Lab 1: Machine Code

This lab is designed to reinforce core systems themes by introducing you to ELF machine code files on Linux.

  • THEME: Information = bits + context
  • THEME: Systems as foundational platforms
  • THEME: Use the right tool for the job

To begin this lab, you will need a terminal window. If your local machine is Linux, you can simply open a terminal and begin. If you are using OS X or Windows, I recommend connecting to stu via an SSH client first. Doing this is beyond the scope of the lab.


1. Assembly code is an intermediate step in compilation

Create a C program with the following functions. Compare mult() and mult2(). Note the return value from main.

    int mult (int x, int y)
    {
        return x * y;
    }

    int mult2 (int x, int y)
    {
        asm ("mov %esi, %eax");
        asm ("imull %edi, %eax");
    }

    int main ()
    {
        return mult(3, 4);
    }

Compile the program to assembly using the "-S" flag:

  $ gcc -Og -S asm.c

Examine asm.s and note the sequence of instructions in mult() function. As an aside, note that by convention in x86-64, parameters are passed using %edi and %esi. Also, the return value is passed in $eax. The following command will strip all the directive lines (beginning with a period) from the assembly file:

  $ grep -v -e "^\s*\..*" asm.s

Compile to machine code:

  $ gcc -Og -o asm asm.c

Run and examine return value:

  $ ./asm
  $ echo $?

2. Executable files contain encoded instructions

Dump contents of file:

  $ hexdump -C asm

Where did mult() and mult2() go? Can we find them? Let's start by disassembling the executable:

  $ objdump -d asm

Note contents of mult() function and how mult2() is nearly identical. Here is an example of what mult() may look like:

  00000000004004d6 <mult>:
    4004d6:	89 f8                	mov    %edi,%eax
    4004d8:	0f af c6             	imul   %esi,%eax
    4004db:	c3                   	retq

Yours may look slightly different. Now, examine the ELF header, program headers, and symbols:

  $ readelf -h asm
  $ readelf -l asm
  $ readelf -s asm

Note address and size of mult() function as well as the offsets of the main code segment (the one that is readable and executable). We can now calculate the offset in the file by subtracting the segment offset (0x400000) from the disassembled adress.
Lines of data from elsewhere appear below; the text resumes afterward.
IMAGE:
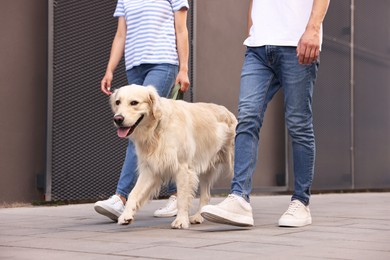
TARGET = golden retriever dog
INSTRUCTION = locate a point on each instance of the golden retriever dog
(191, 143)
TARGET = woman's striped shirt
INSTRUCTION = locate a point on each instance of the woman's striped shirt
(150, 36)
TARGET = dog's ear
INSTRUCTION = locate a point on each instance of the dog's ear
(155, 104)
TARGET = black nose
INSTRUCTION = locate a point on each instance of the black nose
(118, 119)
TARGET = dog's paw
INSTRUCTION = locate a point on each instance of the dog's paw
(125, 219)
(180, 223)
(196, 219)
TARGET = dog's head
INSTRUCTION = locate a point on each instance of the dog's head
(133, 107)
Now we can find the actual bytes in the file. Continuing our previous example:

  $ hexdump -C asm

  000004d0  5d e9 7a ff ff ff 89 f8  0f af c6 c3 89 f8 0f af  |].z.............|
                             |<--   mult()   -->|

Finally, try stepping through the program in gdb using “si” and “p” commands to watch the code work. You may want to enable the machine-code version of the TUI first using the "CTRL-X 2" combination.